IBADAN, Nigeria – In Nigeria, a country heavily reliant on revenues from its oil exports, entrepreneur Ifedolapo Runsewe has identified another type of black gold: Used car tyres.
She has set up Freetown Waste Management Recycle, an industrial plant dedicated to transforming old tyres into paving bricks, floor tiles and other goods that are in high demand in Africa’s most populous nation.
“Creating something new from something that will otherwise be lying somewhere as waste was part of the motivation,” Runsewe told Reuters at her factory in the city of Ibadan in southwest Nigeria.
“We are able to create an entire value chain around the tyres,” she said, holding a paving brick that is one of the company’s best-selling products.
Waste management in Nigeria is patchy at best. In villages, towns and cities, piles of waste are a common sight, and residents often burn them at night for lack of a safer method of disposal. Tyres are routinely dumped and abandoned.
A worker is offloading used car tyres from a cargo tricycle in preparation for recycling at the Freetown waste management recycle factory in Ibadan, Nigeria on Sept 17, 2021. PHOTO: Reuters
Freetown relies on scavengers who collect old tyres from dumping grounds. They are paid 70 to 100 naira (S$0.23 to S$0.33) per tyre.
Some tyres are also supplied directly by mechanics, like Akeem Rasaq, who is delighted to have found a place where he can make some money from old tyres.

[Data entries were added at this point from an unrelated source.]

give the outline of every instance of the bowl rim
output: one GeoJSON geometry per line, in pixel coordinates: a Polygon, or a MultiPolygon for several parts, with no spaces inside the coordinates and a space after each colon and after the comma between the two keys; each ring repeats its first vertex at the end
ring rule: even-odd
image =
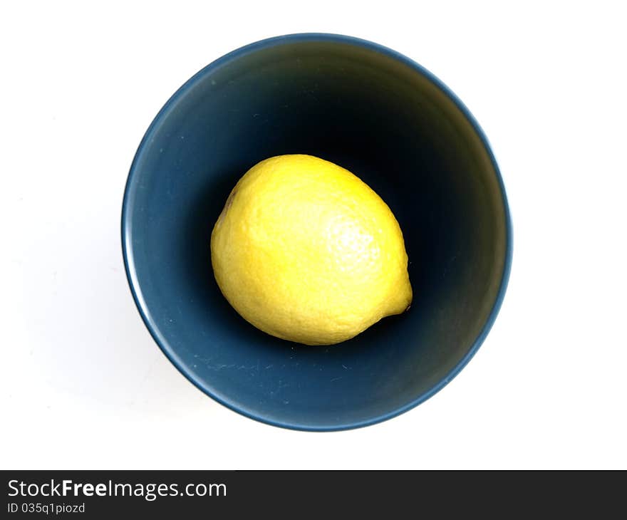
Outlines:
{"type": "Polygon", "coordinates": [[[462,370],[462,369],[465,366],[466,366],[466,365],[472,358],[475,354],[477,353],[477,351],[479,350],[480,347],[484,341],[486,337],[488,335],[488,333],[490,331],[492,325],[494,323],[494,321],[496,320],[497,316],[498,315],[499,311],[500,310],[501,306],[503,303],[503,299],[504,298],[505,292],[507,291],[512,269],[513,230],[509,206],[505,192],[504,182],[503,181],[500,170],[499,169],[497,160],[494,157],[494,152],[492,152],[489,142],[488,141],[485,133],[483,132],[483,130],[481,128],[477,120],[475,118],[475,117],[472,115],[468,108],[443,82],[442,82],[432,73],[430,73],[426,68],[425,68],[411,58],[408,58],[400,53],[398,53],[396,51],[382,46],[379,43],[375,43],[374,42],[360,38],[356,38],[354,36],[348,36],[342,34],[334,34],[331,33],[296,33],[279,36],[274,36],[271,38],[260,40],[252,43],[249,43],[248,45],[235,49],[234,51],[232,51],[227,54],[225,54],[221,58],[219,58],[214,61],[212,61],[209,65],[206,66],[197,73],[196,73],[185,83],[183,83],[183,85],[176,90],[176,92],[170,98],[170,99],[165,103],[163,107],[159,110],[157,115],[152,120],[152,122],[150,123],[150,126],[144,134],[144,136],[142,138],[139,146],[138,147],[135,157],[133,160],[133,162],[131,163],[128,177],[127,178],[126,184],[125,186],[124,196],[122,202],[121,224],[122,255],[124,261],[124,268],[126,273],[127,281],[130,288],[130,292],[133,294],[133,298],[135,301],[135,306],[138,308],[138,311],[139,311],[142,320],[144,322],[145,326],[147,328],[150,335],[152,336],[152,338],[154,339],[157,345],[161,349],[161,351],[167,358],[170,363],[172,363],[175,365],[175,367],[176,367],[176,368],[179,370],[179,372],[180,372],[181,374],[182,374],[199,390],[200,390],[209,397],[212,397],[217,402],[223,405],[224,406],[226,406],[227,408],[233,410],[234,412],[237,412],[250,419],[253,419],[256,421],[270,425],[271,426],[276,426],[282,428],[301,431],[333,432],[353,430],[356,428],[363,427],[366,426],[370,426],[397,417],[398,415],[400,415],[411,410],[412,408],[415,407],[418,405],[424,402],[428,399],[437,393],[445,386],[446,386],[462,370]],[[259,51],[260,49],[269,48],[274,46],[281,46],[285,43],[308,41],[328,41],[366,48],[370,51],[373,51],[375,52],[392,58],[393,59],[408,66],[416,73],[421,74],[429,81],[430,81],[433,85],[435,85],[436,88],[437,88],[442,93],[444,93],[450,100],[452,100],[455,104],[455,105],[460,110],[464,117],[465,117],[467,121],[470,123],[475,133],[481,140],[481,142],[484,148],[485,149],[488,157],[489,157],[492,167],[494,167],[494,173],[497,177],[497,180],[498,181],[499,184],[499,188],[500,189],[501,199],[502,201],[503,207],[504,209],[506,240],[505,256],[503,266],[503,272],[499,285],[499,290],[494,298],[492,308],[490,311],[490,313],[488,315],[485,323],[484,323],[479,334],[473,341],[472,345],[468,349],[468,351],[466,353],[464,357],[455,365],[455,367],[453,367],[452,369],[449,371],[446,376],[444,377],[440,381],[432,386],[429,390],[422,392],[420,395],[417,396],[410,402],[406,403],[403,406],[398,407],[385,413],[379,414],[368,419],[365,419],[361,421],[356,422],[347,422],[346,423],[341,424],[315,425],[307,424],[306,422],[303,421],[281,421],[264,417],[263,415],[255,414],[251,411],[242,408],[237,402],[230,401],[227,398],[217,395],[211,388],[209,388],[205,384],[204,381],[203,381],[200,378],[195,377],[193,373],[188,370],[187,368],[185,365],[185,363],[184,363],[182,360],[179,358],[176,352],[173,348],[172,348],[166,338],[160,333],[157,323],[154,323],[150,316],[148,306],[143,299],[141,293],[141,288],[140,287],[140,284],[137,279],[136,272],[135,270],[135,264],[133,258],[132,246],[130,241],[130,232],[131,227],[131,219],[130,217],[130,215],[132,213],[131,209],[134,203],[134,201],[131,199],[131,194],[135,182],[137,165],[140,162],[141,158],[145,152],[146,144],[150,141],[152,135],[157,131],[160,125],[167,118],[168,113],[173,108],[175,103],[181,98],[182,98],[186,94],[187,90],[189,90],[192,88],[192,86],[201,78],[209,74],[212,73],[217,68],[233,61],[234,60],[237,60],[242,57],[243,56],[259,51]]]}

“Most of the tyres end up in public drainage clogging up the drain, but things have changed,” he said at his roadside workshop.
Freetown started operations in 2020 with just four employees, and growth has been so rapid the workforce has jumped to 128.
So far, more than 100,000 tyres have been recycled into everything from speed bumps to soft paving for playgrounds.
“It is important to support anybody that recycles in our country,” said Houssam Azem, founder of the Lagos Jet Ski Riders Club, which has purchased paving bricks from Freetown for a children’s play area.
“Taking tyres, which is an environmental nuisance, and turning them into what children can play on, I think it is a win-win for everybody.”